I’m sure you can see where this is going. Over the next several years, botnets are going to increase exponentially in size. And they’re going to get easier to use – even now, we’re seeing massive DDOS attacks architected by amateurs.

So where does that leave us?

High and dry, unfortunately. While some headway has been made into IoT governance, we’re still a long way from what you could call security standards. And until such time as manufacturers are held accountable for shoddy security in their embedded systems – until such time as we start seeking to actively protect ‘smart’ devices – all we can do is weather the storm.

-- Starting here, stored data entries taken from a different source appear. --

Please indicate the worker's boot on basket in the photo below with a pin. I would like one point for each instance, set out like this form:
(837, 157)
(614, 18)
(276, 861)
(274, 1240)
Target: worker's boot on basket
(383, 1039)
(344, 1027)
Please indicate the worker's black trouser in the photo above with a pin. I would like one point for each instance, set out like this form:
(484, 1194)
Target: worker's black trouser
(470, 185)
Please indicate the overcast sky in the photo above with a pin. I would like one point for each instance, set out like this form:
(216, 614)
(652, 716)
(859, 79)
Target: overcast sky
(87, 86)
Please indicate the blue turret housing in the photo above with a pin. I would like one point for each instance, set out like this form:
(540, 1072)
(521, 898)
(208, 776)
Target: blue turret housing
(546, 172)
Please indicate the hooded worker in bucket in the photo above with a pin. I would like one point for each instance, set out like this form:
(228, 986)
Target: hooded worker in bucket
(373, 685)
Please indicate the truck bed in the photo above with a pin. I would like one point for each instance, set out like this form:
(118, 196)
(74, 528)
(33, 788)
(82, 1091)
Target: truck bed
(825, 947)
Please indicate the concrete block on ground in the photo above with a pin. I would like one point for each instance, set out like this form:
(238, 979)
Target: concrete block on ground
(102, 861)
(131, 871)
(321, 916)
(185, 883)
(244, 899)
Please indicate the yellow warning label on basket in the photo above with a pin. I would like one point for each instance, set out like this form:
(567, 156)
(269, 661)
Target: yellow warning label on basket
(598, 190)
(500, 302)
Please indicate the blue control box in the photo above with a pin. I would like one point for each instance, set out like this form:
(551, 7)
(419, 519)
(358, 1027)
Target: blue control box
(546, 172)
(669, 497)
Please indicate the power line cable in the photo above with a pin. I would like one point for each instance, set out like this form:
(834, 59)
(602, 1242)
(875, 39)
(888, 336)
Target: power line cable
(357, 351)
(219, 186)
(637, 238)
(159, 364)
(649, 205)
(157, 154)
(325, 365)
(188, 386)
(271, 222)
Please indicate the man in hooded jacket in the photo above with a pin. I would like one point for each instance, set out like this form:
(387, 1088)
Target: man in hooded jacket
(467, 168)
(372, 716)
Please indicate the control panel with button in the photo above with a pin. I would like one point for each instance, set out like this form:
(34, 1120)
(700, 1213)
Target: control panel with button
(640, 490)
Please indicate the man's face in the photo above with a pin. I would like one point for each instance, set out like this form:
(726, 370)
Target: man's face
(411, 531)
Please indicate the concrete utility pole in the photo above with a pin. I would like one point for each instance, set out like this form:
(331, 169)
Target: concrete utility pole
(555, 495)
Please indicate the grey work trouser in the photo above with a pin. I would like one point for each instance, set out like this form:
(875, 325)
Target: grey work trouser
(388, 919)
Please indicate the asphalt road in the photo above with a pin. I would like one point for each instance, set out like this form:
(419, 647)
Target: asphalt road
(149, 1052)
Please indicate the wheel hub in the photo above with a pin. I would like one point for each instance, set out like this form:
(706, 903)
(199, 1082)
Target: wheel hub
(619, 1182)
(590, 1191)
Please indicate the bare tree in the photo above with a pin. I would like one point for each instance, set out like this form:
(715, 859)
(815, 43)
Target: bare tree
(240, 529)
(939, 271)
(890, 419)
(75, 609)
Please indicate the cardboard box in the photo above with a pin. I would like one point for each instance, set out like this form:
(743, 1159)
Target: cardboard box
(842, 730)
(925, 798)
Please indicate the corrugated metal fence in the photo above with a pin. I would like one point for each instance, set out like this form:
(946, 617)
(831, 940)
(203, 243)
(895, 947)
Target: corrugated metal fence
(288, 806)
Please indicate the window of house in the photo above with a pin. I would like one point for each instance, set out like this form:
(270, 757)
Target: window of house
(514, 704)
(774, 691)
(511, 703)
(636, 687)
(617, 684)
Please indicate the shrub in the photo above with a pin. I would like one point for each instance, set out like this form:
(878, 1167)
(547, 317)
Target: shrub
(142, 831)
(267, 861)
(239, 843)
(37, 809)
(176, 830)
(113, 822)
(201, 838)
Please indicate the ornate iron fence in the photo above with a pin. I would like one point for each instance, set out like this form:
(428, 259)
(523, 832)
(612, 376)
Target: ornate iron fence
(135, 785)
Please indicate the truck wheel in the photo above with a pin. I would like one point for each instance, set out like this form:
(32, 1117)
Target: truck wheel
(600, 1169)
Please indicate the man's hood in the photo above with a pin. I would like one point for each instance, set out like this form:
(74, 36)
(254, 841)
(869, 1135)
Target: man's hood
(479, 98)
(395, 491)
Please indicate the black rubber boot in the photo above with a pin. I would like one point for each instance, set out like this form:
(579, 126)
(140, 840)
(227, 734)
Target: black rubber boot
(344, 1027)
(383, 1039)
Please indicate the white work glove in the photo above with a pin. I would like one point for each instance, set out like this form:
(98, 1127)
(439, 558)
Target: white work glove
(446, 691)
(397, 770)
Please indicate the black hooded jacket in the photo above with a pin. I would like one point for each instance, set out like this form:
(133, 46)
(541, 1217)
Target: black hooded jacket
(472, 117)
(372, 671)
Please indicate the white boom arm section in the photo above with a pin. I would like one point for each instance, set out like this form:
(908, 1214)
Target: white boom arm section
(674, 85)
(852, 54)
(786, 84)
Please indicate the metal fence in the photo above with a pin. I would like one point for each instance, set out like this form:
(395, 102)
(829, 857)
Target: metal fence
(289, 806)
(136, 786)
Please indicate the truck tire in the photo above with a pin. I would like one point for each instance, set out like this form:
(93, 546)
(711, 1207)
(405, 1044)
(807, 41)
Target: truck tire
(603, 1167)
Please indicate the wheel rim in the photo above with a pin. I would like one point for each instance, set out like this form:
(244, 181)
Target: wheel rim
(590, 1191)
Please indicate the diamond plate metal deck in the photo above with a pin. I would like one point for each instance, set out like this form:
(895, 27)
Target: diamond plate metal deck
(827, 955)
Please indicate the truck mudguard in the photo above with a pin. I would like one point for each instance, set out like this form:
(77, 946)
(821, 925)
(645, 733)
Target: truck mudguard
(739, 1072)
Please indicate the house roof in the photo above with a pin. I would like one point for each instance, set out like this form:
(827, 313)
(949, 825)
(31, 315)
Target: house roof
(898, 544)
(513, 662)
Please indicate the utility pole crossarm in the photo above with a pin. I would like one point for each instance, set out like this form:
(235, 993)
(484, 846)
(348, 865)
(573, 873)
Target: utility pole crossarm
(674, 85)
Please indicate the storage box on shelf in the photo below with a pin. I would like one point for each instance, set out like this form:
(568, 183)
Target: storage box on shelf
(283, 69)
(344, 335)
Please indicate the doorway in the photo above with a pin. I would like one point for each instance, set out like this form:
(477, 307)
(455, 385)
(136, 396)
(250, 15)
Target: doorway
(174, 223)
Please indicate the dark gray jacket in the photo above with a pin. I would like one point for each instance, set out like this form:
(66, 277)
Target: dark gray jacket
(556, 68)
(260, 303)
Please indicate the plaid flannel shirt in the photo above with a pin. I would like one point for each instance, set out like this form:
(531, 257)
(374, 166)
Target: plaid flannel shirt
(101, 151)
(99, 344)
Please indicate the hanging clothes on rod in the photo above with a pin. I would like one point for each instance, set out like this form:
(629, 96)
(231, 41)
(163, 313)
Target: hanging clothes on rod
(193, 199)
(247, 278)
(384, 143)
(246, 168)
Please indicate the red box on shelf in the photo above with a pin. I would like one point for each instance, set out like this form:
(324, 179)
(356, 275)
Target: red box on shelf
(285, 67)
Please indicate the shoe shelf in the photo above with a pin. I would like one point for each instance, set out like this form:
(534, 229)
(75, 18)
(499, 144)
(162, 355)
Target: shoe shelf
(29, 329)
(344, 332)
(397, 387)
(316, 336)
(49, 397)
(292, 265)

To that end, the standard DDOS mitigation advice applies:

  • Use early detection techniques, such as a script that forwards periodic messages with your traffic count.
  • Familiarise yourself with the most common DDOS attack techniques, and learn to recognise the unique fingerprint of each.
  • Invest in a tool with automatic DDOS squelching – you aren’t always going to be able to react quickly enough to block rogue IP addresses or bogus requests, and when your site is being attacked, every second counts. As an added bonus, many of these tools also include automated DDOS detection.
  • Make sure you have a proper crisis response policy in place, and that your Computer Security Incident Response Team is fully briefed on the proper procedure in the event of a DDOS.

That aside, there isn’t a great deal else you can do, save for hoping that whatever mitigation tools you’re using, they’re powerful enough to overcome whatever massive botnet aims itself your way.